A diretora do colégio, Tati Batista Ueda (de camisa azul, ao lado da vice-diretora, Eugênia Mesquita), que fez uma viagem à Inglaterra, no ano passado, para conhecer métodos de gestão escolares, disse que está implantando algumas novidades no estabelecimento. O critério de avaliação, por exemplo, leva em conta o comportamento do aluno e o desempenho dos professores.

Porém, a ação mais polêmica da direção diz respeito ao uso de aparelhos celulares.

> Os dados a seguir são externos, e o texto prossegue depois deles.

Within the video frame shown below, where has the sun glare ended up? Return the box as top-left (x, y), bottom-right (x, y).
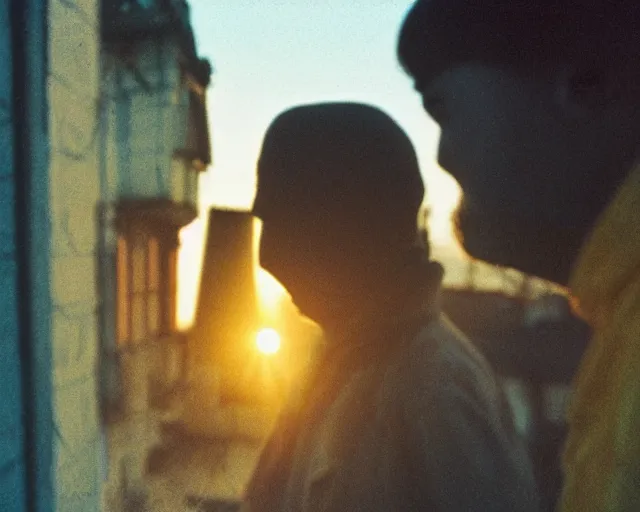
top-left (256, 327), bottom-right (280, 355)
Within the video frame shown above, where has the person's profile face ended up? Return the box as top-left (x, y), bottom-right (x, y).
top-left (417, 64), bottom-right (596, 280)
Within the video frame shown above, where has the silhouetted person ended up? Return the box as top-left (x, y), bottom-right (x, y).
top-left (246, 103), bottom-right (538, 512)
top-left (399, 0), bottom-right (640, 512)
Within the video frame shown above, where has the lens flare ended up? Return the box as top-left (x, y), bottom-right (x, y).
top-left (256, 328), bottom-right (280, 355)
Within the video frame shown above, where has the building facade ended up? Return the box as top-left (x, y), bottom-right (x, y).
top-left (0, 0), bottom-right (211, 512)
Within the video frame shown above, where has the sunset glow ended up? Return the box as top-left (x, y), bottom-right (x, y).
top-left (178, 0), bottom-right (470, 328)
top-left (256, 328), bottom-right (280, 355)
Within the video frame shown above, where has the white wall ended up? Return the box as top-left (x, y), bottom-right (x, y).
top-left (48, 0), bottom-right (101, 512)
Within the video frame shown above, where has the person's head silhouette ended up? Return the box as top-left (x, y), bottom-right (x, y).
top-left (253, 103), bottom-right (424, 327)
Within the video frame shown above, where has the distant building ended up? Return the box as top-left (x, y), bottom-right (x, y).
top-left (99, 0), bottom-right (212, 501)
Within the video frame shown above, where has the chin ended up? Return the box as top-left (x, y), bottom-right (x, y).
top-left (454, 201), bottom-right (573, 285)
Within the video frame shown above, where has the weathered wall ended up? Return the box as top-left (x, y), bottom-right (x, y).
top-left (0, 2), bottom-right (24, 512)
top-left (103, 41), bottom-right (199, 206)
top-left (48, 0), bottom-right (101, 512)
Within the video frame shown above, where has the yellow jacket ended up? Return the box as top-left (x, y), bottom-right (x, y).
top-left (561, 165), bottom-right (640, 512)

Os equipamentos, com os quais os estudantes podem acessar a internet, são a principal causa da dispersão dos estudantes durante as aulas.

A regra na escola é: caso alguém seja flagrado usando o aparelho na sala de aula, o equipamento é confiscado e devolvido na sexta-feira, após o expediente. Detalhe: apenas os pais ou responsáveis podem retirar o telefone apreendido.

Sobre as ações para evitar a entrada de drogas na instituição, Tati explica que existe um projeto que é o carro-chefe da escola. Trata-se do “Olimpilson”, que se caracteriza por disputas esportivas e culturais, envolvendo pais, professores e alunos. “Com isso, os estudantes têm menos tempo para pensar em drogas”, argumenta a diretora.